Windows API documentation for GetConsoleProcessList

import ctypes

# Load kernel32.dll
kernel32 = ctypes.WinDLL('kernel32', use_last_error=True)
# Create an array to store the processes in.  This doesn't actually need to
# be large enough to store the whole process list since GetConsoleProcessList()
# just returns the number of processes if the array is too small.
process_array = (ctypes.c_uint * 1)()
num_processes = kernel32.GetConsoleProcessList(process_array, 1)
# num_processes may be 1 if your compiled program doesn't have a launcher/wrapper.
if num_processes == 2:
    input('Press ENTER to continue...')
Answered By: ErikusMaximus

I’m not sure if "does my process have a terminal" was strictly what the OP was asking (he asked about "was I launched by cmd or a GUI", which is independant of whether you have a console window), but for anyone else who searches their way to this question:

The current accepted answer (GetConsoleProcessList) isn’t quite right, since it doesn’t work with virtual terminals.

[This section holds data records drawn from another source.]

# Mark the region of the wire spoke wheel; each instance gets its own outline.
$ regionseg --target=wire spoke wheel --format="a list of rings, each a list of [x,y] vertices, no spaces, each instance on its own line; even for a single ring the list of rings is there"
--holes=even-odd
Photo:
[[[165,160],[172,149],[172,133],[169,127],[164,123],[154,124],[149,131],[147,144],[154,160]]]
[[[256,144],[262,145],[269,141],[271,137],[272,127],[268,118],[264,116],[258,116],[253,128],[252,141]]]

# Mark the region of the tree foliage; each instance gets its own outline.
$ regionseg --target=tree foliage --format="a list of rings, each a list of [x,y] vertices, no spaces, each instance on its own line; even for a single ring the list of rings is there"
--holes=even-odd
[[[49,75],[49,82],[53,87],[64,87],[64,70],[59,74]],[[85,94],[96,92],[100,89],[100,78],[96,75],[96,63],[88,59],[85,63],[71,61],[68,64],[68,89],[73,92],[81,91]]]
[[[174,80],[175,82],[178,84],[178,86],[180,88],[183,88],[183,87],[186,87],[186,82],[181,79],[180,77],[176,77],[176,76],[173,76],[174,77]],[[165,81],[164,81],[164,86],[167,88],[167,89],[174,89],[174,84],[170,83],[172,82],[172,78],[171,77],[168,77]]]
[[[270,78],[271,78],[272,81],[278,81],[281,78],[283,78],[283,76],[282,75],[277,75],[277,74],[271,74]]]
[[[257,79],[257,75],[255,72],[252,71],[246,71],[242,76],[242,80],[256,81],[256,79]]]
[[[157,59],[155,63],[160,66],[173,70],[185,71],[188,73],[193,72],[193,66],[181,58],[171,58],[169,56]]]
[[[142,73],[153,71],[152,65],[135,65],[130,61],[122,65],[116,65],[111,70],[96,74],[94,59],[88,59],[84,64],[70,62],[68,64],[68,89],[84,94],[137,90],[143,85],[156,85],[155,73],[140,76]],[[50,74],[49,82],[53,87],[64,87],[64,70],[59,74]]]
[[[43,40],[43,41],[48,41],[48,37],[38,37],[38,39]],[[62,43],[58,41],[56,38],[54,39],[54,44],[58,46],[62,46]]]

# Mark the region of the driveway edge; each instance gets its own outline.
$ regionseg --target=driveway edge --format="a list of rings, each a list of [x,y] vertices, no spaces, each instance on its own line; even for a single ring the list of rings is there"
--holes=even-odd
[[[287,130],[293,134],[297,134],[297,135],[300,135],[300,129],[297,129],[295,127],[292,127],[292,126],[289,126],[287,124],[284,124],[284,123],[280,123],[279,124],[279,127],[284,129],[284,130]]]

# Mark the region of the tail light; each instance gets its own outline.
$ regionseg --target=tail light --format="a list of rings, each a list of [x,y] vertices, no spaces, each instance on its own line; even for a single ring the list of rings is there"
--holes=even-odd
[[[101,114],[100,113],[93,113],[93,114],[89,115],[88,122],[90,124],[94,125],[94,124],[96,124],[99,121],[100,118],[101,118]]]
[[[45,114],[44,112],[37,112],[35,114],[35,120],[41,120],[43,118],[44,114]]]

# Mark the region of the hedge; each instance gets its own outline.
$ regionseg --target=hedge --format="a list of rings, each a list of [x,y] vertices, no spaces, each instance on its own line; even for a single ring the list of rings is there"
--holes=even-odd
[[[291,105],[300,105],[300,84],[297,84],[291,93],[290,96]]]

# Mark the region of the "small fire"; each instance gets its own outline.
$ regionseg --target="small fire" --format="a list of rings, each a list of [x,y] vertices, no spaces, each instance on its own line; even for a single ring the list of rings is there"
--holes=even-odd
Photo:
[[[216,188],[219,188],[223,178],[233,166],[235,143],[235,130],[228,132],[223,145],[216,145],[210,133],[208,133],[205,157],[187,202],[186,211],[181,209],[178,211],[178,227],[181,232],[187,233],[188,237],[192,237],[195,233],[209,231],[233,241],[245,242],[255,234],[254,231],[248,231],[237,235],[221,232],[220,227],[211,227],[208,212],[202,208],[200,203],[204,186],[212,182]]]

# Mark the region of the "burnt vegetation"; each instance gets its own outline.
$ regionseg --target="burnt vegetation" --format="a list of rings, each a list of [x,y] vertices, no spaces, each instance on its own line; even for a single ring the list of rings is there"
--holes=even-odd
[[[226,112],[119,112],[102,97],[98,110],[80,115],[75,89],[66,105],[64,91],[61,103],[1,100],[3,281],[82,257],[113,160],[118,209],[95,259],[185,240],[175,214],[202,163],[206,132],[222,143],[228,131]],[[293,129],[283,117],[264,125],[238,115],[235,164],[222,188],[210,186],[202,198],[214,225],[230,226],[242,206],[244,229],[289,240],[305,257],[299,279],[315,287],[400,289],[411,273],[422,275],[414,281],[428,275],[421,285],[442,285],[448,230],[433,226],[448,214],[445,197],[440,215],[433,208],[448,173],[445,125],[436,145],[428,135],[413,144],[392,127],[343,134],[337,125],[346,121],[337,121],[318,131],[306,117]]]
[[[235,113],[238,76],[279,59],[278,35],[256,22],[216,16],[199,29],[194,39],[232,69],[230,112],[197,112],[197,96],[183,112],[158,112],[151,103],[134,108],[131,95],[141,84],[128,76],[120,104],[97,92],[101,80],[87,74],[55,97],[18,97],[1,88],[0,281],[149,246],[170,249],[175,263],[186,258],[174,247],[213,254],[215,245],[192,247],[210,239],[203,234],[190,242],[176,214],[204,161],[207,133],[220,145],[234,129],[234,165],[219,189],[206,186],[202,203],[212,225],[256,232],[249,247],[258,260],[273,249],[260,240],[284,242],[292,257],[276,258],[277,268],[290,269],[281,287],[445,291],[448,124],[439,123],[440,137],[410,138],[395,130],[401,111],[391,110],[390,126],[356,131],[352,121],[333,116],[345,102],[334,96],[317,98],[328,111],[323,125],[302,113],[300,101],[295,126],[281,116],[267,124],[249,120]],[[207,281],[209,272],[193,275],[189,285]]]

See the warning at https://learn.microsoft.com/en-us/windows/console/getconsoleprocesslist: "This API is not recommended and does not have a virtual terminal equivalent."

If you want to know if you have a console, you can do:

def has_console():
    try:
        with open('CONIN$'):
            return True
    except:
        return False

If the process has a console, it can be accessed with CONIN$ and CONOUT$. That works for both traditional consoles and virtual terminals. If there’s no console, it’ll throw WinError with ERROR_INVALID_HANDLE.

You could also see if kernel32.GetStdHandle(win32api.STD_INPUT_HANDLE) is nonzero. I think that’s a bit different and would be nonzero if the process was started with file redirection, where CONIN$ specifically checks for a console. For most applications the difference probably doesn’t matter.